• Bloomberg


Some investors are worried about the market impact when the Bank of Japan decides to wind back an extraordinary yearslong program of support for the country’s stock market, but the world’s largest money manager sees less reason for concern.

There will probably be some initial volatility for equities when the BOJ announces a slowdown in purchases of exchange-traded funds, according to Jason Miller, the head of BlackRock Inc.’s iShares business in Tokyo. But the move may then be interpreted as a sign of confidence in the economy and market, he said.

The central bank has been aiming to spend about ¥6 trillion ($54 billion) a year on ETFs since it doubled its purchase target in 2016 as it stepped up a massive stimulus program. Some have speculated that BOJ Gov. Haruhiko Kuroda and his team are tacitly moving away from the program, as monthly purchases of ETFs tumbled in July and August. The bank has denied it.

When it does come, a decision to taper “could give the market a sense that it’s strong enough to stand on its own feet,” Miller said in an interview. He declined to give a forecast for when that might happen.

The central bank made several tweaks to its ETF program at its policy board meeting in July, including saying the volume of buying would depend on market conditions. Kuroda has said that the purchases will be more sustainable after the adjustments.

The BOJ owned an estimated 75 percent of the ETF market as of the end of July, up from 62 percent two years ago, according to Investment Trusts Association figures, BOJ disclosures and data compiled by Bloomberg.

Miller reiterated his view that the purchases have had their intended effect of lowering equity risk premiums, or the theoretical extra return investors demand from a stock compared with the so-called risk-free rate offered by government bonds. His opinion stands in contrast to a barrage of criticism from others that the buying distorts the market.

Concerns surrounding how the ETF program could be influencing prices and hurting liquidity for certain individual stocks is overdone, Miller said. He praised the bank’s July decision to increase the proportion of ETF purchases tracking the Topix index, further reducing the weighting of the narrower 225-issue Nikkei average.

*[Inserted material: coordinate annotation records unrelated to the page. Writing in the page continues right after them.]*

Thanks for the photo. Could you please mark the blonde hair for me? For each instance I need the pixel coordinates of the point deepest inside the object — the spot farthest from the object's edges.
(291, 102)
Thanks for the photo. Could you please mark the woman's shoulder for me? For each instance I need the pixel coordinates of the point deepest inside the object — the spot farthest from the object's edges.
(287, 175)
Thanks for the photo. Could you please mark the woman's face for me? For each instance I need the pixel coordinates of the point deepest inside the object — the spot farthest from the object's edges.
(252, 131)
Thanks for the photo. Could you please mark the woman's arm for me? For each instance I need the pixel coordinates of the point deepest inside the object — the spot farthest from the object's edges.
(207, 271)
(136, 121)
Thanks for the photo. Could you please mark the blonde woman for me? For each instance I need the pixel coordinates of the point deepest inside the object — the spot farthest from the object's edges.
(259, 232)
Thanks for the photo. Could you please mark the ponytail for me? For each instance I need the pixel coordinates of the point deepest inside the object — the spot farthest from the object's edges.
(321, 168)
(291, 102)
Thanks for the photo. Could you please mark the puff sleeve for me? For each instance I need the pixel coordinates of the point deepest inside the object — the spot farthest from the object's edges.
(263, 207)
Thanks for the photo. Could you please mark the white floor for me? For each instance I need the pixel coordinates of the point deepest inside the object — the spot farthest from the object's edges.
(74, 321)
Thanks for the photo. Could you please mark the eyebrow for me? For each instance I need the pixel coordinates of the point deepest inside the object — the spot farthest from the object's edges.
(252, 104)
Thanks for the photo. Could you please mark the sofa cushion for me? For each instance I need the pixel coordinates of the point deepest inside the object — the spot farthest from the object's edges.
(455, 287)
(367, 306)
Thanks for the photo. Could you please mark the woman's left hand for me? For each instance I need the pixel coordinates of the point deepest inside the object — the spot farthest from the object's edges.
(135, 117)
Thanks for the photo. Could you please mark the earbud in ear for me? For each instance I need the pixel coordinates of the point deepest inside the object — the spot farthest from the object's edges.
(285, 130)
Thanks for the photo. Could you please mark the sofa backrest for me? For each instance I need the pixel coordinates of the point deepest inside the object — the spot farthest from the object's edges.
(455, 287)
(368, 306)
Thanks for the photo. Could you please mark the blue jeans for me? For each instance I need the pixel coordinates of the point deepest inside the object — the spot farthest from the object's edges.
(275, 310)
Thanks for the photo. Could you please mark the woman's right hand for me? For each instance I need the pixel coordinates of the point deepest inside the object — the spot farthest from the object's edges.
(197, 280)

When the Bank of Japan starts tapering, it will probably have little effect because the market will be “on a solid uptrend,” said Masahiro Ichikawa, a senior strategist at Sumitomo Mitsui Asset Management Co. in Tokyo.

But Kiyoshi Ishigane, chief strategist at Mitsubishi UFJ Kokusai Asset Management Co., says it’s still too early for that discussion, because the economy “isn’t quite in that state yet.”

And Miller, for his part, acknowledges that his view of a good outcome — or at least a less-debated positive effect after some initial turmoil — is still in the minority.

“I never hear that in the marketplace,” Miller said. “But I do think” the economic and market strength that tapering would imply is a “silver lining.”